「ある日突然に」 浦河市 富田 富久
平成10年11月5日(木)、晴れ、朝トントンと食事の支度、まな板の音に起き出す。妻は洗濯を終え朝食の準備に取りかかる。
今朝は好い天気だ。秋も通り過ぎようとしている平和な一日の始まりだ。6時朝食、わが家の日課の始まりだ。NHK朝のドラマを見て、8時40分、妻を会社に送って行く。車を降りる時、「行ってきます」、「行ってらっしゃい」と声を交わしたのが妻との最後の会話であった。
その日、私は花畑の後始末をし、遅い昼食を食べた午後1時ころ、電話が鳴った。「こちら日赤病院ですが、奥さんが交通事故で整形外科に来ておりますので、すぐ来て下さい。」私は、妻が手か足でも折ったのかと思いながら駆けつけた。
外来の前で、外科部長さんが「今、検査を終えたところですが、当院では処置が出来ないので静内の病院に転送しますので私も付いて行きます」と言われ、私は、「どうなんですか」と聞くと、「脳に血が回っているので重傷です」
側によって顔を見ると、目をつむったまま呼べど何の反応もない。その時私は、駄目だ、頭をやられていると感じました。でも、なんとか生きて居て呉れと願いつつ静内に向かった。
静内の病院では、すぐに検査を1時間程してくれた後の説明で、タ方まで持つかどうか判らないと言われた。
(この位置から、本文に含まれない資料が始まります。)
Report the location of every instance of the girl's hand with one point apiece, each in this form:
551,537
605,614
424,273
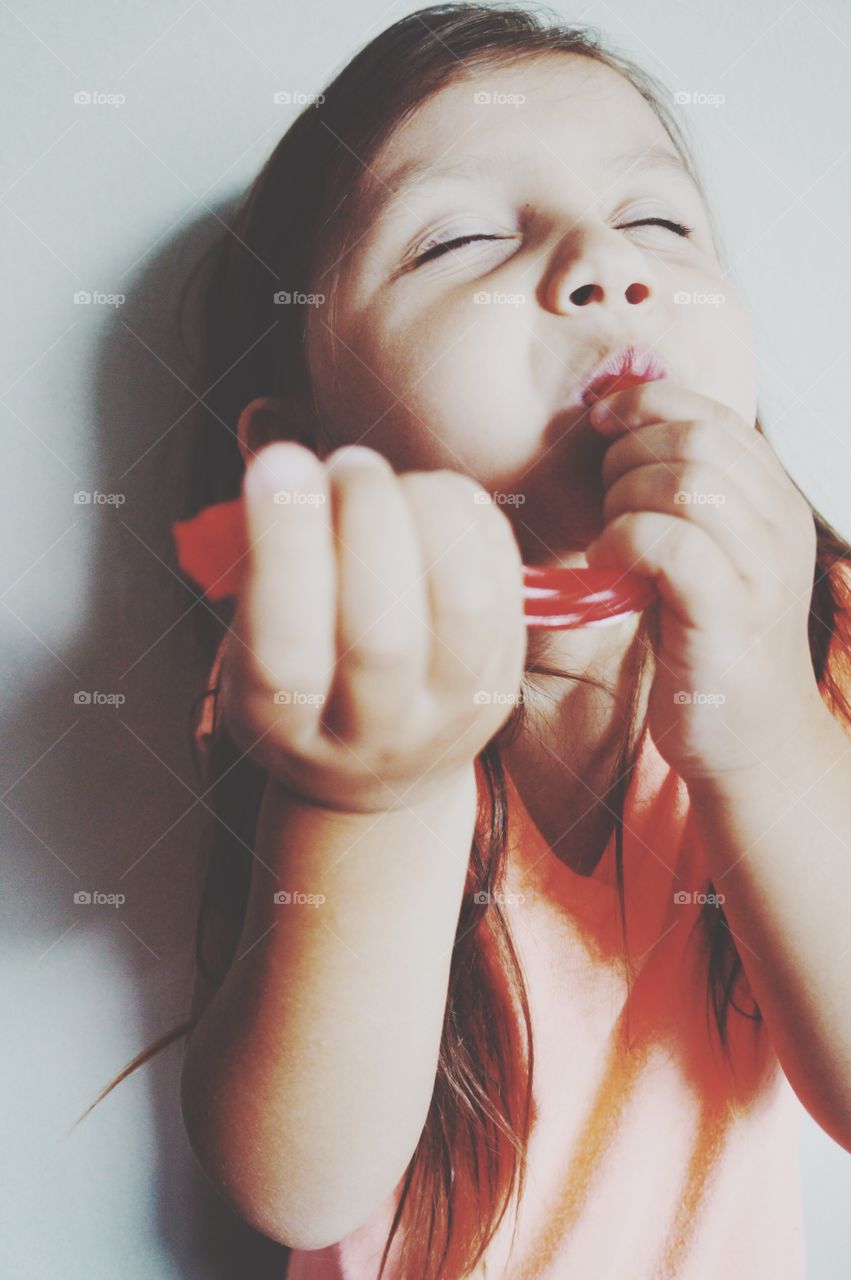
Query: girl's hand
379,638
698,501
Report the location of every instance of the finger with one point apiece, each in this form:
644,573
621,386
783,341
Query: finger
700,496
663,401
747,461
465,584
692,575
383,615
286,611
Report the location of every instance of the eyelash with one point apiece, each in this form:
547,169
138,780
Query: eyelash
448,246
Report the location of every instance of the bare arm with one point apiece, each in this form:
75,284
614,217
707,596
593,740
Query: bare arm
307,1080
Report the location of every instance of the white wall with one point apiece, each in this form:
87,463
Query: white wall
119,199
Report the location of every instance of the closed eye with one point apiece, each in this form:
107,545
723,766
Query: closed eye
447,246
662,222
460,241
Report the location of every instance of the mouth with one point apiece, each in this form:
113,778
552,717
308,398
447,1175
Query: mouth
621,369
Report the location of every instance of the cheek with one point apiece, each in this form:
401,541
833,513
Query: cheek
448,391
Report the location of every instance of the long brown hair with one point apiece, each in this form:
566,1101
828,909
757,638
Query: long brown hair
296,220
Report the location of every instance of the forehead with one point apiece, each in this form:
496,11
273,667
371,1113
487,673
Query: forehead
575,110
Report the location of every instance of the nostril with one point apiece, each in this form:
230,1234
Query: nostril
579,297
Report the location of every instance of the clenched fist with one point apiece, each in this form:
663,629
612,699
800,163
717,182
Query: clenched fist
379,639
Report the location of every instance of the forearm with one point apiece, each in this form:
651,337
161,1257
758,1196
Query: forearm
778,844
309,1078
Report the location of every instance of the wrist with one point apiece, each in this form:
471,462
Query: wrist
367,801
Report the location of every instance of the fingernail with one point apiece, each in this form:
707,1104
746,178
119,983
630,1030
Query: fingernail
600,414
282,465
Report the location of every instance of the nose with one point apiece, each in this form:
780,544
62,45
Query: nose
598,266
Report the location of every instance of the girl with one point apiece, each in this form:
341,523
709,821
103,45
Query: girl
549,922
息子達も苫小牧から駆けつけてきたが、医院長の話は、暗くなる話ばかりでした。「先生、何とかして欲しい」と頼む。だが、結果は、2時間後には帰らぬ人となってしまった。事故から4時間、一言の言葉も交わす事もなく、手を握っても何の反応もなく、あまりにも呆気ない別れでした。
48年間、一緒に生活していて、最後に一言のいたわりの言葉も交わすことなく去ってしまった。
妻に対して、私は情けない、残念無念の一言です。
12月末には退職して、その後の青写真も出来ていたのに、何もかにもが無です。
一人で食事の支度をして、食べていても「あ~おいしいね」と返る言葉もない。仕事から帰ってきても、お帰リなさいの声も聞けない淋しい一人暮らし。何で、こんな事故が起きたのであろうか。
青信号で横断歩道を歩行中の事故でした。運転していたのは、中年のプロの運転手でした。脇見運転だという。いま少し気を付けていて呉れたなら、こんな悲劇は起きなかったであろうと、憎んでも憎んでも憎み切れない。
私の心中には、いつまでも妻が生きていて、ただいまと戸を開けて帰って来るような気がしています。
しかし、無です。残念で残念でなりません。